Open House Strategies

  1. Have all applicable information about your home clearly displayed with copies of the information available for the potential buyer to take with them. This information can include anything applicable. Date the home was built; neighborhood, school, tax information; utility cost history; key features and benefits of the home; etc. A very good tool to use during Open House events is Neighborhood SnapShots. As we have referenced to you before, these reports provide excellent information about your neighborhood and community.
  2. Consider inviting a reputable mortgage company in your area to have one of their loan originators present at your Open House to offer mortgage loan information and pre-approval to potential homebuyers attending your event.This is a great service to the homebuyer and may sway them to buy your home. You will likely find many mortgage companies in your area interested in participating in your Open House. (The mortgage company might even be willing to help with advertising costs if you reference that the company’s originator will be present. It never hurts to ask!) If you are unable to schedule a loan officer to sit in your open house, make sure you at least provide buyers mortgage forms.
  3. Have all curtains and blinds open to highlight your windows and the natural light your home receives.
  4. Have all lights on to create a very bright environment.
  5. Consider boiling potpourri or bringing cinnamon sticks in apple juice to just below a boil to create a pleasant aroma in your home. But don’t let it burn! In this case, less is more, don’t overdo scenting your home.
  6. Make sure that all areas of your home look neat and organized. This includes the basement, closets, and garage.
  7. Set a vase of fresh flowers in a visible location.
  8. Set the kitchen or dining room table as you would for company coming for dinner.
  9. Display a sign-in notebook or a simple sheet of paper so that you can collect information to contact a potential buyer at a later time to get their impression of your home.
  10. Make sure all pets are secured and out of the main areas of the home. You may love your pet, but not all people will.
  11. Soft background music is a nice touch and highlights any sound system that you might have in the home.
  12. Candles placed in various locations also add a nice ambiance to your home.

Notes

  1. Don’t have an Open House every day or even every week. Make your Open House a restricted event that stimulates a potential homebuyer to attend.
  2. Don’t be defensive! Be prepared for comments that you may not appreciate about decorating, layout, cost, area, etc. You’re selling, they’re buying. You’ve got to bite your lip and display grace in the face of criticism.
  3. Be aware not to smother the attending potential homebuyers during their visit. Greet them warmly at the door and be available to answer any questions they might have but do not become a “tour director.” Allow people to roam at their own pace.
  4. Have fun! It’s your time to shine!


Screening Your Prospective Buyer: The Good; The Bad and The Best!
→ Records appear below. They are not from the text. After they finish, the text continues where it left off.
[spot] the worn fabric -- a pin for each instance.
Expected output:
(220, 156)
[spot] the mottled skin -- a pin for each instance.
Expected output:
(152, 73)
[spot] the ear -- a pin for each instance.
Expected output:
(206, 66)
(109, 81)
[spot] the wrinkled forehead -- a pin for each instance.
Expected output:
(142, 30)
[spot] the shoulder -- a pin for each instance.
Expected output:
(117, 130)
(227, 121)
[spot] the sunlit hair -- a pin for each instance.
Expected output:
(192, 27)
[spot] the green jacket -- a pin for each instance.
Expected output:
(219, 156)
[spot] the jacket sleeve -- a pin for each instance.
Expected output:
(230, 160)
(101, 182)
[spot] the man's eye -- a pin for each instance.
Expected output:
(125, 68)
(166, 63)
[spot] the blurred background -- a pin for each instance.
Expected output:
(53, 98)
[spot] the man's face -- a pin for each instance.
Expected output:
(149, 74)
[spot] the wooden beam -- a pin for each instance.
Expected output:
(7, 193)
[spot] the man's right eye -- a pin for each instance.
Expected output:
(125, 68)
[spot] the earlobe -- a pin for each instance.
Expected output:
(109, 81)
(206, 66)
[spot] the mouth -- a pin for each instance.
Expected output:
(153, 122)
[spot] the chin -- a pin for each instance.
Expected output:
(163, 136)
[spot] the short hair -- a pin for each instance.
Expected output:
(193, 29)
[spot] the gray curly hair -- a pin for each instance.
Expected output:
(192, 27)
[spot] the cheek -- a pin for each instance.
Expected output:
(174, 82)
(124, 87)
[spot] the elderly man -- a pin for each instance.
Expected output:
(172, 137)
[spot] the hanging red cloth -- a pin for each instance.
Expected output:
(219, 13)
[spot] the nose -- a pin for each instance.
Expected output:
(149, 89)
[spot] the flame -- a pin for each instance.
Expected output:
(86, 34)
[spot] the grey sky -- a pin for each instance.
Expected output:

When you’ve made it this far, it’s exciting. But don’t celebrate quite yet. Having a prospective buyer is the first goal of every home seller. Whether you’re selling your home yourself, using a full-service real estate professional or some variation of the two aforementioned methods, the objective is to find serious, able and willing prospective buyers.

Your responsibility at The Prospective Buyer phase of your home selling journey is to qualify the interested buyer. Say this over and over again: “Interested may not mean able! Serious may not equal willing!” The point we’re trying to make here is that you must get past the enthusiasm of the prospective buyer and ensure that he or she can actually meet the criteria to purchase your home.

  1. The Good (Interested and Serious)

Near the beginning of this guide, we discussed the sales term “tire-kicker,” referring to those people that will inquire about your home, attend your Open House events and even call for a private showing of your home, with no real interest in buying your home. First, understand we’re not suggesting there is anything wrong with someone doing the things we just mentioned. Rather we are trying to help you separate the interested from the informational. What you want to be able to quickly and effectively do is to determine the inquirer’s real interest and does he or she justify classification from you as a good, interested and serious prospective buyer. To help you “pre-approved” the inquirer, we have listed some questions below that you might consider integrating into your initial conversation.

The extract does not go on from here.